Doğu Avrupalı Aşkenaz Yahudilerinin 1930’larda adaya gelmeye başlamaları ve Shaare Tzedek Sinagogu’nu kurmalarıyla cemaat yeniden canlanmaya başladı. Barbados Hükümeti, 1980 yılında dua evi olarak kullanılmayan viran haldeki Nidhe İsrael Sinagogu’nun yıkılacağını ve yerine yeni bir anayasa mahkemesi binası yapılacağını açıkladı. Dedesi sinagogun yanındaki mezarlıkta gömülü olan seçkin işadamı Paul Altman, 1800’lü yıllarda sinagogun içinde çekilmiş sayısız resimle silahlanarak Barbados başbakanıyla görüşmeye gitti ve yalvararak tarihi binayı kurtarmasını istedi. En sonunda pes eden başbakan,  Altman’a sinagogu kurtarmak için gerekli olan mali kaynağı bulabilirse, hükümetin binayı Yahudilere iade edeceğini söyledi.
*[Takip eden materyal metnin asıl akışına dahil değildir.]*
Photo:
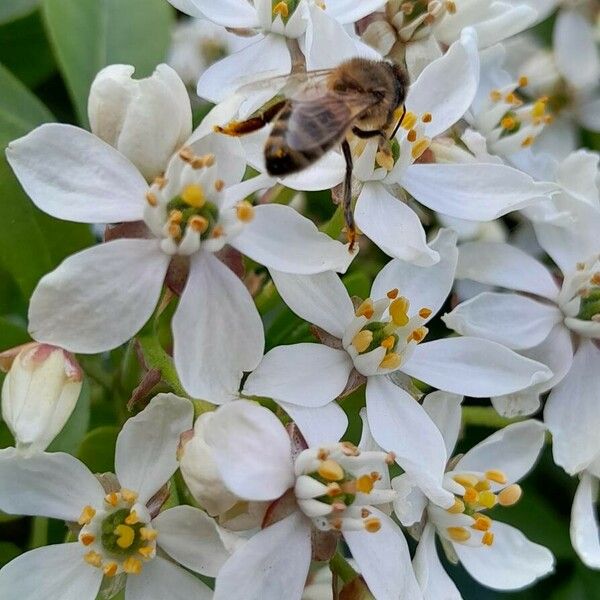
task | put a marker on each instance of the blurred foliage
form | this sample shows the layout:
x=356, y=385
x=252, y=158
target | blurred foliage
x=50, y=51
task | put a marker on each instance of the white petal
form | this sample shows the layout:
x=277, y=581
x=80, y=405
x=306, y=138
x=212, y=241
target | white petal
x=99, y=298
x=510, y=563
x=163, y=579
x=574, y=43
x=447, y=86
x=146, y=451
x=384, y=560
x=53, y=485
x=280, y=238
x=252, y=451
x=513, y=450
x=265, y=58
x=320, y=426
x=229, y=13
x=71, y=174
x=584, y=522
x=445, y=411
x=433, y=579
x=512, y=320
x=474, y=367
x=495, y=263
x=303, y=374
x=320, y=299
x=191, y=537
x=572, y=411
x=472, y=191
x=272, y=565
x=393, y=226
x=423, y=286
x=50, y=573
x=401, y=425
x=217, y=331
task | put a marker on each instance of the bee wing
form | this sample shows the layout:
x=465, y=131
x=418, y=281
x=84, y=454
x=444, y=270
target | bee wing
x=322, y=121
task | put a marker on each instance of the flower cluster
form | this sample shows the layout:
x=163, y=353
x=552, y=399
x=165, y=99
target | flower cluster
x=263, y=337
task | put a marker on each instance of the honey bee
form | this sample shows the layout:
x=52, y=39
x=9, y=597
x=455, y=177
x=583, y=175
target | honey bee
x=359, y=97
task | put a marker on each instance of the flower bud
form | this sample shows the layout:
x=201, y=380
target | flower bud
x=39, y=393
x=147, y=120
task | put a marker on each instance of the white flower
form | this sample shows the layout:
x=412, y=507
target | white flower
x=547, y=324
x=497, y=555
x=39, y=393
x=129, y=114
x=383, y=336
x=333, y=488
x=118, y=535
x=318, y=26
x=99, y=298
x=421, y=36
x=198, y=43
x=438, y=99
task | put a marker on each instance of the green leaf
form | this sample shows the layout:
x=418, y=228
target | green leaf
x=87, y=35
x=97, y=450
x=15, y=9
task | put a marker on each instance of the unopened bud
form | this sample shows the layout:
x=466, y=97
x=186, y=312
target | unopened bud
x=39, y=393
x=147, y=120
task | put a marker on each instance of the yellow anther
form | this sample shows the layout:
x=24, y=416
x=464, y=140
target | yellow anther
x=409, y=121
x=388, y=342
x=193, y=195
x=198, y=224
x=372, y=525
x=457, y=508
x=365, y=309
x=362, y=340
x=132, y=518
x=466, y=480
x=487, y=499
x=364, y=484
x=126, y=536
x=146, y=551
x=110, y=569
x=398, y=311
x=390, y=361
x=419, y=147
x=482, y=522
x=528, y=141
x=244, y=211
x=281, y=8
x=496, y=476
x=148, y=534
x=508, y=123
x=93, y=558
x=510, y=495
x=133, y=566
x=87, y=514
x=87, y=538
x=331, y=470
x=458, y=534
x=471, y=495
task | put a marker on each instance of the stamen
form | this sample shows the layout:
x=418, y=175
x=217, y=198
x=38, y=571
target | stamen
x=510, y=495
x=458, y=534
x=87, y=514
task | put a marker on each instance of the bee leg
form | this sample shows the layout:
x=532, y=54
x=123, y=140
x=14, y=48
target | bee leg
x=238, y=128
x=347, y=201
Bunun üzerine uluslararası bir bağış toplama kampanyası başlatan Altman, sinagogu onarmak için 1 milyon dolardan daha fazla para toplamayı başardı. Yaklaşık 60 yıl boyunca terk edilmiş olan Nidhe İsrael Sinagogu 1987 yılında yeniden açıldı. Gotik tarzdaki zarif kemerleriyle dikkat çeken iki katlı pembe binada büyüleyici avizeler, üzerinde Magen David bulunan dairesel bir vitray, antika bir Hanukiya ve saat, mermer bir kurna, Barbados akaju ağacından yapılmış ehal ve teva bulunuyor. Bina şu anda Barbados Ulusal Kültür Vakfı’nın mülkiyetinde.

Sinagogla birlikte 1658 yılına ait mezar taşlarının bulunduğu mezarlık da temizlendi ve üzerlerinde İbranice, İngilizce ve Ladino yazılar bulunan mezar taşları onarıldı. Bu mezarlık Amerika kıtasında bulunan en eski Yahudi mezarlığıdır. Bu kompleks içinde yer alan 260 yıllık okul binası da 2008 yılında Nidhe İsrael Müzesi olarak açıldı. Aynı yıl, bir zamanlar rabinin evi olan binayı bulabilmek için kazı yapan arkeologlar, sinagogdan bile önce yapılmış olduğuna inanılan antik bir mikve’yi gün ışığına çıkardılar. Mikve halen akmakta olan doğal bir su kaynağının üzerine inşa edilmişti. Arkeologlar ilk başlarda buranın içi antik yağmur sularıyla dolmuş olan bir depo odası olduğunu düşünmüşler. Ancak İsrail’den gelen iki turistin yukarıdan kazı alanına bakmaları ve “Oh, bir mikve’niz bile var,” yorumunda bulunmalarıyla gerçeği fark etmişler.

“Burası Bridgetown’un en büyük sırrı”, diyor 2008’den beri müze müdürü olan Celso Brewster. “Hatta Karayip’lerin en iyi gizlenen sırlarından biri olabilir. Barbadoslular bile burada olduğumuzu bilmiyorlar. Ama burası çok tarihi bir yer. Yalnızca Barbadoslular için değil, aynı zamanda Avrupa ve Güney Amerika’daki Engizisyon mahkemelerinden kaçan Yahudiler için. Burası yeni bir başlangıcı temsil ediyor. Bu yüzden herkes burası hakkında bilgi sahibi olmalı, burayı ziyaret etmeli.”

Bugün Barbados’ta yaklaşık 40 Yahudi yaşıyor. Bu küçük Yahudi cemaati kültürel miraslarını ve cemaatlerini korumak ve sinagoglarını açık tutmak için ellerinden geleni yapıyor. Nidhe İsrael Sinagogu’nda, aralık ayından mart ayına kadar, adada sürekli yaşayan Yahudiler ve kış ayları boyunca Barbados’a gelen turistler için Cuma akşam duası yapılıyor. Sürekli bir haham bulunmadığı için, dualar cemaat üyeleri tarafından yönetiliyor. Yılın geri zamanlarında, dualar için havalandırması ve koşer mutfağı bulunan Shaare Tzedek Sinagogu kullanılıyor.